SUNDAY SUN investigations revealed that 560 people were recruited into the St James North branch and 56 delegates chosen to represent the branch at the conference without Eastmond’s knowledge. That list of delegates did not include Eastmond’s branch president, secretary or treasurer.
Speaking exclusively yesterday to the SUNDAY SUN, Eastmond revealed that the plot had been uncovered and had been dealt with.
He said that on October 5 he received information that a list of St James North delegates for the BLP’s annual general conference had been submitted.
He added that when he checked, the executive of his branch had not prepared the list in question nor authorised or delegated anyone to prepare such a list.
“The list left off the president, the secretary, and other officers from the executive, as well as long-standing members who have been delegates at conferences for 30 to 40 years.
“The upshot is that the executive did meet afterwards and went through that list and rejected it on the grounds that it had not been cleared with the executive,” he said.

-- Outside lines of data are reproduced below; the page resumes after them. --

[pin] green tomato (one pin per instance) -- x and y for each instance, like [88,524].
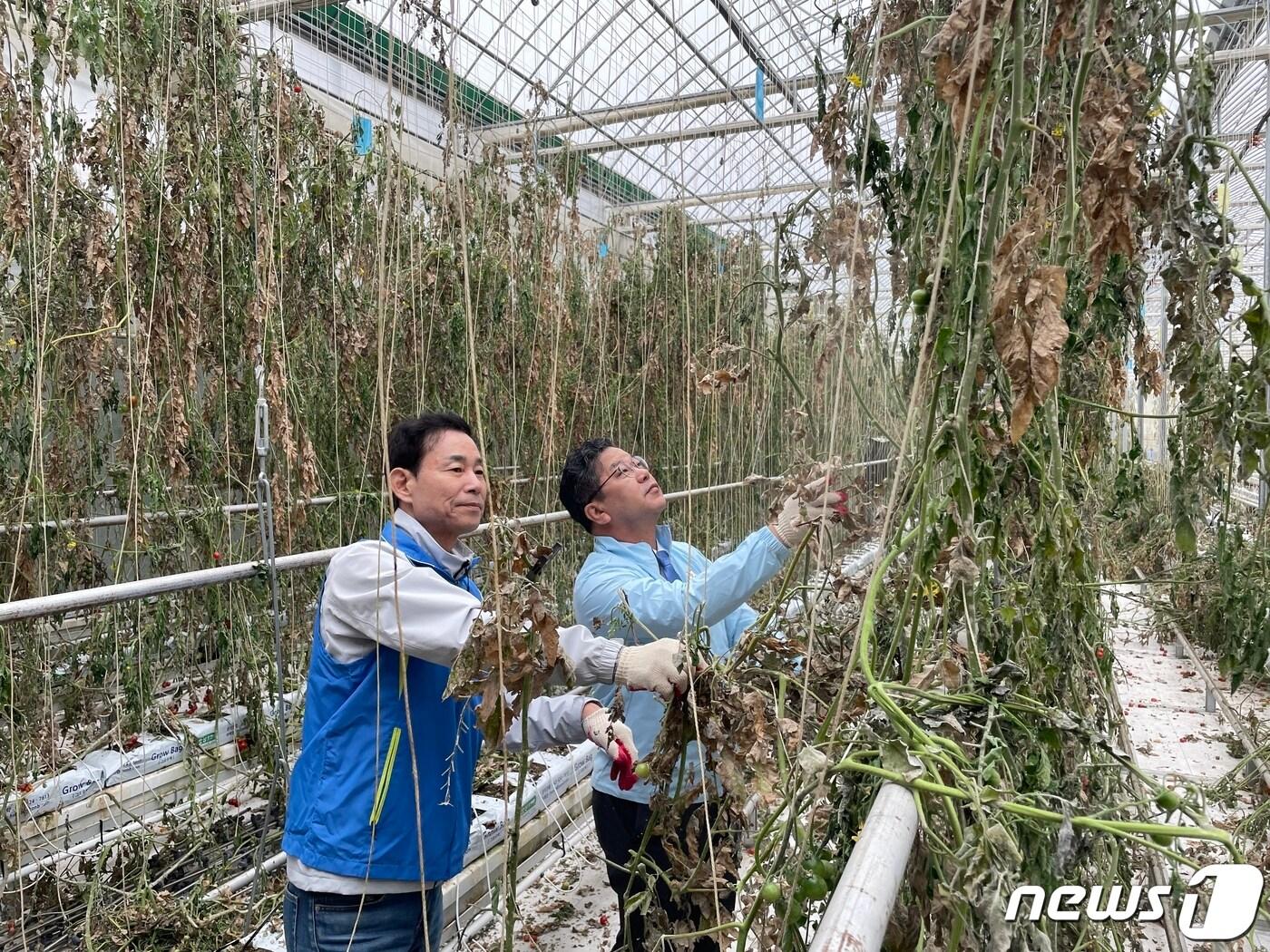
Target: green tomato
[813,888]
[823,869]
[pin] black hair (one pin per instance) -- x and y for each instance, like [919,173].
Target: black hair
[580,480]
[410,440]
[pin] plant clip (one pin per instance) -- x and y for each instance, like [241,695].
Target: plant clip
[542,561]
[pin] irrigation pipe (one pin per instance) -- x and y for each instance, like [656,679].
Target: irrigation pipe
[860,907]
[142,822]
[103,522]
[44,606]
[1228,713]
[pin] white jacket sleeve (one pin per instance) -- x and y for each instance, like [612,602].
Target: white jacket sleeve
[374,596]
[552,721]
[594,657]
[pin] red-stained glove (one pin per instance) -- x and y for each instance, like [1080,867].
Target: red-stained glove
[616,739]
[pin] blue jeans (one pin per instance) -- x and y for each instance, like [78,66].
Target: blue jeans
[327,922]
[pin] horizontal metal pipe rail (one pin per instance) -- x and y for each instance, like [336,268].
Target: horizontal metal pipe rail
[1232,716]
[102,596]
[98,522]
[860,907]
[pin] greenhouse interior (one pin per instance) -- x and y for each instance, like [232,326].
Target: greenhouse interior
[685,475]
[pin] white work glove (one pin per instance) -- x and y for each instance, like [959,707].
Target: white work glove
[613,738]
[803,510]
[651,666]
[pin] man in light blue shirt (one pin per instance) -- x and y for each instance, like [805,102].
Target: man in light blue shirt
[639,586]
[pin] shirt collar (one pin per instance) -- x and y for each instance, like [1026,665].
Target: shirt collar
[456,562]
[637,549]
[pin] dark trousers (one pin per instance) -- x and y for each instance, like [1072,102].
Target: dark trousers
[327,922]
[620,827]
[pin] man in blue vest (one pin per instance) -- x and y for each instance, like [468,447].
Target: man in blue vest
[641,587]
[380,803]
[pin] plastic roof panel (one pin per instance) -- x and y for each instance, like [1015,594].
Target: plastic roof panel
[556,59]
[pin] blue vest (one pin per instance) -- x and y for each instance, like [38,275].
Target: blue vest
[352,808]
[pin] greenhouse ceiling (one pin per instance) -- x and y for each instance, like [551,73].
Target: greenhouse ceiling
[701,103]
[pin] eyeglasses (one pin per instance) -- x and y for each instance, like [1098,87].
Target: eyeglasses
[621,471]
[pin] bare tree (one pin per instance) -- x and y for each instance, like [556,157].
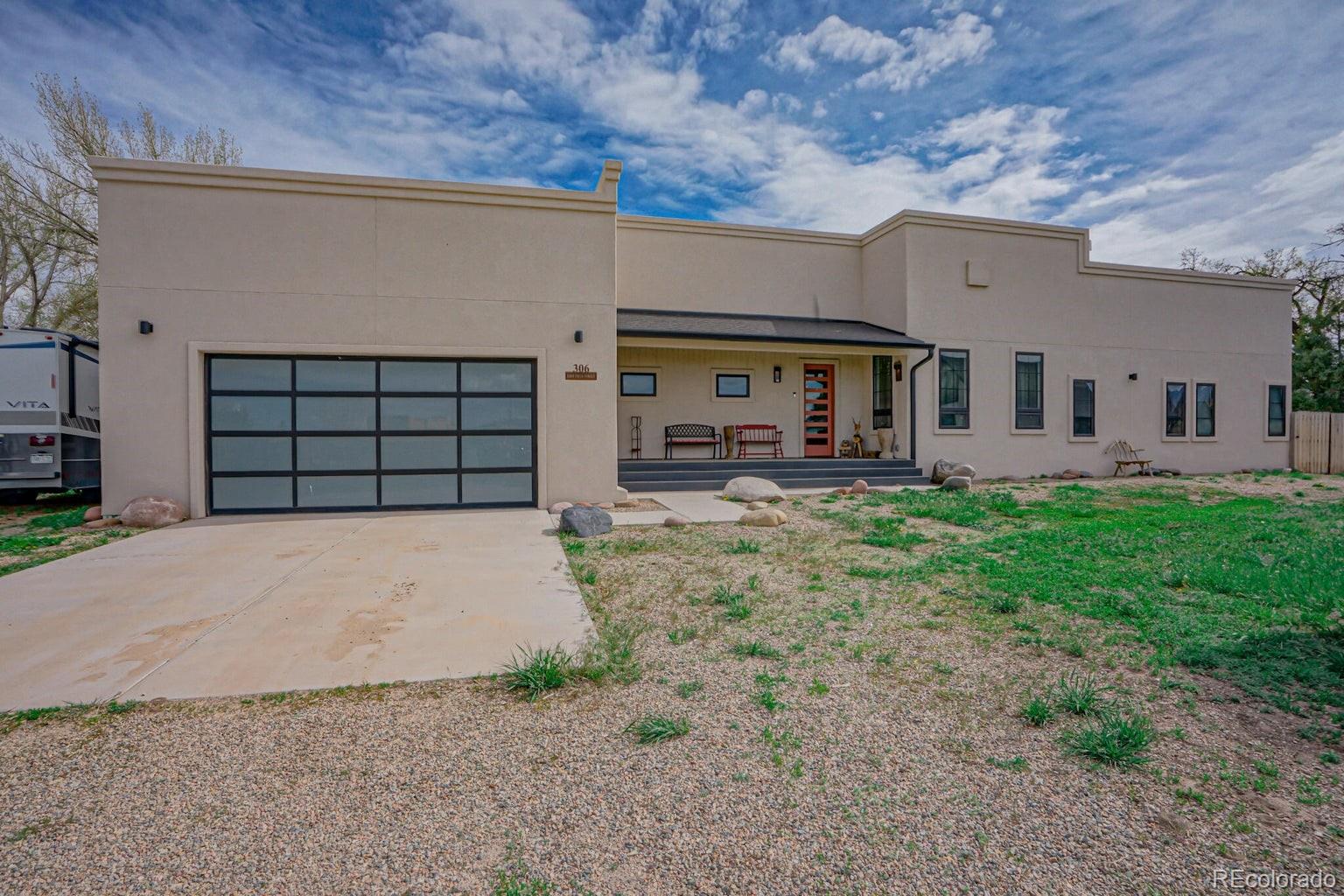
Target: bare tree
[49,200]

Eastmond added it was recognised that the purpose of the list was to angle votes in a particular direction at the imminent BLP annual conference. He said the St James North list that went into the BLP’s general secretary Cynthia Forde on September 30 did not originate in St James North.
“Historically battles for nominations and for positions in parties are often witnessed by the joining of forces loyal to those who joined them up, with one aim, and that is to secure votes for the persons who pay to join them up,” he said, adding he got the information in time to correct the situation.
Eastmond lamented what had happened and said people who would have been automatically chosen in his branch were deliberately left out because they were perceived to be more loyal to him than aspirants “seeking office at the party conference”.
According to the BLP’s constitution, every ten registered members of a branch entitles that branch to one delegate. Indications are that at least two rural constituencies and one St Michael riding have shown a recent upsurge in membership recruitment.
Yesterday, Mottley told the SUNDAY SUN she was “horrified” that anyone would try to bypass the legitimately elected branch executive – and the MP – to submit a delegates list.
“I will not be involved in any skulduggery. This is a matter for the national council of the party to resolve,” she said.
Yesterday, Payne said he did not usually discuss internal party matters with the media but stressed he was the BLP’s chairman and he was not aware of anyone else who had publicly indicated an interest in challenging him for that position.
At a St Andrew branch meeting at the Ermy Bourne Centre on September 26, Payne said that despite the tradition of the leader of the party and the chairman being the same person heading into an election, the 2008 general election saw Owen Arthur being leader of the BLP and Dame Billie Miller being the chairman.